Jessie Diggins Explains the Emotional Finish Behind Her Historic Silver Medal

"No rest for the weary" is a good way to sum up Jessie Diggins's life right now. Fresh off the 2022 Olympics (and her second and third Olympic medals), the most-decorated cross-country skier in US history is already preparing for her next competition in Lahti, Finland. "We have another month of racing starting with this weekend," Diggins told POPSUGAR in a Team Toyota interview this week. "The whirlwind keeps on going."

For Diggins, though, that's not a bad thing. The post-Olympics emotional drop-off can be dizzying for some athletes, and Diggins says going straight back into competition helps her return to normalcy. "You don't go off the edge of this adrenaline rollercoaster and then have nothing going on," she says. Which isn't to say it's not exhausting — "after racing six races at the games, my body was pretty tired," Diggins admits. Her recovery has included sleep and "a lot of chocolate."

The Beijing Olympics ended on a high note for Diggins. In her last race of the games, the 30-kilometer mass start, Diggins earned her first-ever silver medal (she already owns gold and bronze). It was the first time a non-European woman had medaled in the 30-kilometer, and it required an effort so taxing that Diggins collapsed after crossing the finish line. The image of the 30-year-old lying prone in the snow was indelible and perhaps a bit concerning, but she assures us that she was fine afterwards: "I needed to be helped out of there because I couldn't walk, but once I was able to come back to myself, I was OK."

Two nights earlier, Diggins had dealt with a bad bout of food poisoning that left her feeling "hollowed out and sick" one day prior to the race. "If the race had been a day earlier, I don't know if I would've been able to be on the start line," Diggins says. "It definitely rocked my confidence." She leaned on her team, family, and fiancé for support and says that just being able to race (to say nothing of medaling) was a "big moment."

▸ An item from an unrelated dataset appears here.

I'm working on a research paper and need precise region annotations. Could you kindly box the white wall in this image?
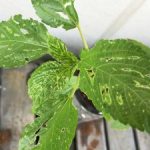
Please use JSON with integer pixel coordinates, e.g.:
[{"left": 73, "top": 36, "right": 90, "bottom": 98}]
[{"left": 0, "top": 0, "right": 150, "bottom": 53}]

That 30-kilometer race demanded more of her than Diggins knew she had to give. Her legs started cramping, the muscles around her knees "spasming" with 17 kilometers still to go. As her technique disintegrated and pain set in, Diggins fought to keep her mindset as positive as possible. "Every single downhill, I was giving myself a pep talk, saying, 'Nope, you can do this. Just use your arms. Use different parts of your body that don't hurt right now,'" she says. She describes the race as "mentally, one of the biggest battles I've ever had."

The moment that @jessdiggs became the first woman to win a distance medal in cross-country skiing history for @TeamUSA. #WinterOlympics pic.twitter.com/oijv0uq3a1

— NBC Olympics (@NBCOlympics) February 20, 2022

Diggins characterizes that silver-medal race as the hardest — and best — of her career so far. "It was, without a doubt, the deepest I've ever had to dig in my life," she says, and she found it empowering to know just how much she could overcome — even if collapsing at the finish line is not exactly an experience she would prefer to repeat: "Just to know that strength of mind is there is really empowering in every aspect of my life, and to know that strength of team is there."

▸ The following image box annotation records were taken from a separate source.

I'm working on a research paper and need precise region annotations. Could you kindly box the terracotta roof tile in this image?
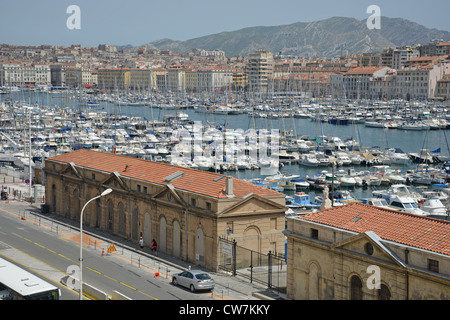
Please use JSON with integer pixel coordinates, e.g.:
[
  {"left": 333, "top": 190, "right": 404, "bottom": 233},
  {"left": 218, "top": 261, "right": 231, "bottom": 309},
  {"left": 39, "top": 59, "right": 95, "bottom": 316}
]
[
  {"left": 299, "top": 203, "right": 450, "bottom": 255},
  {"left": 48, "top": 149, "right": 282, "bottom": 198}
]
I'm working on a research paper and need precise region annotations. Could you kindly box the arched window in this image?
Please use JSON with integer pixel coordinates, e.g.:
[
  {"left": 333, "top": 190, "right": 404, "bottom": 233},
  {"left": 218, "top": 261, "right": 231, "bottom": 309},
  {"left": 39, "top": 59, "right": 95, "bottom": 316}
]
[
  {"left": 377, "top": 284, "right": 391, "bottom": 300},
  {"left": 119, "top": 202, "right": 126, "bottom": 236},
  {"left": 350, "top": 276, "right": 362, "bottom": 300}
]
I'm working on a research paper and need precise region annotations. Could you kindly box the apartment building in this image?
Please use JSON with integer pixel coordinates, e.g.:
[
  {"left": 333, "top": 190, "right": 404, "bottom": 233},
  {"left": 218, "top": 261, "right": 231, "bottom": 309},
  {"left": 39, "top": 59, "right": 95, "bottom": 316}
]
[
  {"left": 247, "top": 50, "right": 274, "bottom": 93},
  {"left": 436, "top": 77, "right": 450, "bottom": 100},
  {"left": 197, "top": 66, "right": 233, "bottom": 92},
  {"left": 130, "top": 68, "right": 152, "bottom": 92},
  {"left": 97, "top": 68, "right": 130, "bottom": 90},
  {"left": 166, "top": 65, "right": 186, "bottom": 93},
  {"left": 419, "top": 40, "right": 450, "bottom": 57},
  {"left": 0, "top": 61, "right": 23, "bottom": 86},
  {"left": 343, "top": 67, "right": 390, "bottom": 99},
  {"left": 393, "top": 58, "right": 450, "bottom": 100},
  {"left": 65, "top": 68, "right": 97, "bottom": 88}
]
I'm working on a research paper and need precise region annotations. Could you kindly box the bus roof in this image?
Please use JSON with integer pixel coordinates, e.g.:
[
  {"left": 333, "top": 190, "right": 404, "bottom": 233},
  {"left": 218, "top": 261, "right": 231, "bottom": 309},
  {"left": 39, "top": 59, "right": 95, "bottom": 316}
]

If there's one thing Diggins knows, it's that success isn't defined by whether she wins a medal at the end of the race. "For me, it's always been a question of 'how do I want to feel when I cross the finish line?'" she says. That's what she asks herself when the going gets tough — when she can barely feel her legs, and her whole body aches. "I want to be able to cross the finish line and know, beyond a shadow of a doubt, that I gave it every single ounce of energy that I had," she says. "Because then I know, regardless of the result, I'm going to feel proud of going out there and putting my heart on the line."

That's why Diggins stays in a sport that asks so much of her, and that forces her to redefine her limitations. "It makes it easy for me to be willing to keep pushing and keep digging deeper if I know that's how I'm going to feel amazing about my race," she says. "When the question is 'well, should I back down a little bit, give up a little bit, or should I keep pushing?' It's a very easy question to answer."